The opposition camp holds 190 of the 480 Lower House seats. Although LDP members in the factions led by Kato and his longtime ally, Taku Yamasaki, total 64, it is unclear how many of them will join Kato’s revolt.
No aspirations: Kono
Foreign Minister Yohei Kono denied Friday that he has aspirations to replace Yoshiro Mori as prime minister.
“I am the foreign minister in Prime Minister Mori’s Cabinet, so my aim is to fulfill my responsibilities as foreign minister,” Kono said. “Japan’s foreign affairs are very important at this time, so I am not thinking about anything else.”
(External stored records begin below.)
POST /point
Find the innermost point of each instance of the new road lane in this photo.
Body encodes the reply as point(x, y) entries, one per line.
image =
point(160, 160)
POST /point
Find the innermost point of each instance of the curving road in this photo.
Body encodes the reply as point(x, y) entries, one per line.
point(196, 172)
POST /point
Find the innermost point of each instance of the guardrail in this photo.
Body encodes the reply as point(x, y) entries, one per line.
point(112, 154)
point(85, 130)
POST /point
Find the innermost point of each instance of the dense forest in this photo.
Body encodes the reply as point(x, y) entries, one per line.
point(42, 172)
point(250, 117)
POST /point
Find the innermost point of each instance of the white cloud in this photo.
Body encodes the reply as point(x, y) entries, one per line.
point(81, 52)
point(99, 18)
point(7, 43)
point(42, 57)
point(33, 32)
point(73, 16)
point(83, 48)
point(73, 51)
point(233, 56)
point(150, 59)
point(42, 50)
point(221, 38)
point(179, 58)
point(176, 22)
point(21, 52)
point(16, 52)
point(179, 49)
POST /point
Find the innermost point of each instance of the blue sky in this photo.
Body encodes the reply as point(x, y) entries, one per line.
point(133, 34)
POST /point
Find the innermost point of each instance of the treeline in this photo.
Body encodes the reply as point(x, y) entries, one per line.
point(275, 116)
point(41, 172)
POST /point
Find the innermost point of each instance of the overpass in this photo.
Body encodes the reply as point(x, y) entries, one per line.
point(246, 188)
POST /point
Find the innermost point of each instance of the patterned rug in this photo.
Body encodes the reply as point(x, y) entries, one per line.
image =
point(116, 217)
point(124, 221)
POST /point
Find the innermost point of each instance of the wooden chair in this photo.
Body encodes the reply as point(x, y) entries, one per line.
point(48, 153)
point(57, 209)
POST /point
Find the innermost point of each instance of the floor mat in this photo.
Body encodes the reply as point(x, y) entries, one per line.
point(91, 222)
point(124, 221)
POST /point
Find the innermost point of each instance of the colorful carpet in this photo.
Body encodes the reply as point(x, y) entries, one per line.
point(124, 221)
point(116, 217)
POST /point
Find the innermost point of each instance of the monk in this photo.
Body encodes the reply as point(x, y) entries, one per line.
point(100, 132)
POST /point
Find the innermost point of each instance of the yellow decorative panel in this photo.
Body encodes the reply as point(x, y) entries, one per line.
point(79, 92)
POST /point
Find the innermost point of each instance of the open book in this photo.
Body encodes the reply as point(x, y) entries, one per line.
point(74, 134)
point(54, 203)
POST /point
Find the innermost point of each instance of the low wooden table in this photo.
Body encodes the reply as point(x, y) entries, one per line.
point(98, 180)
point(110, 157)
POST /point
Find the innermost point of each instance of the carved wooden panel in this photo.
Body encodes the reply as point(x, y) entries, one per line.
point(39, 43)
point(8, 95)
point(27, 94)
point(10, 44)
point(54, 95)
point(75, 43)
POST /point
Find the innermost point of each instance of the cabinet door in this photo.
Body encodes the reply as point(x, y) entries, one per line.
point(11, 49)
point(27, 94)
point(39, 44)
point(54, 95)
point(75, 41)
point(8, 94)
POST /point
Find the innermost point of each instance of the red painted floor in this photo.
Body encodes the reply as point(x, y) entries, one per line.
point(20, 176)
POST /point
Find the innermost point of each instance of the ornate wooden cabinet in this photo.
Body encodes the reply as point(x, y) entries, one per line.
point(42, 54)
Koichi Kato, a former secretary general of the LDP, the No. 2 party post, has called for Mori’s resignation and said Friday he will vote for a no-confidence motion against Mori’s Cabinet, which is expected to be submitted by opposition parties Monday.
Kato reportedly hopes to take the top post from Mori, but media reports have also mentioned Kono as one of a handful of candidates to replace Mori if he is forced out.
Kono criticized Kato’s action, saying it could have influenced the result of the Naha mayoral election in Okinawa last Sunday and may adversely affect debate beginning in the Diet next week on the supplementary budget for this fiscal year.
The Naha poll was won by conservative independent Takeshi Onaga, backed by the ruling triumvirate — the LDP, New Komeito and New Conservative Party — ending 32 years of uninterrupted leftist and reformist rule.
The foreign minister said he cannot understand why Kato, who formerly held such a senior post within the LDP, would continue to say such things — especially when Mori is abroad.
Kono expressed hope that the LDP will unite in resolving issues that affect people’s livelihoods, referring to deliberations on the supplementary budget that was submitted to the Diet last week.
“As a Diet member, especially one of the ruling party, I understand the importance of the supplementary budget. I hope the party will unite in working on having the budget approved,” Kono said.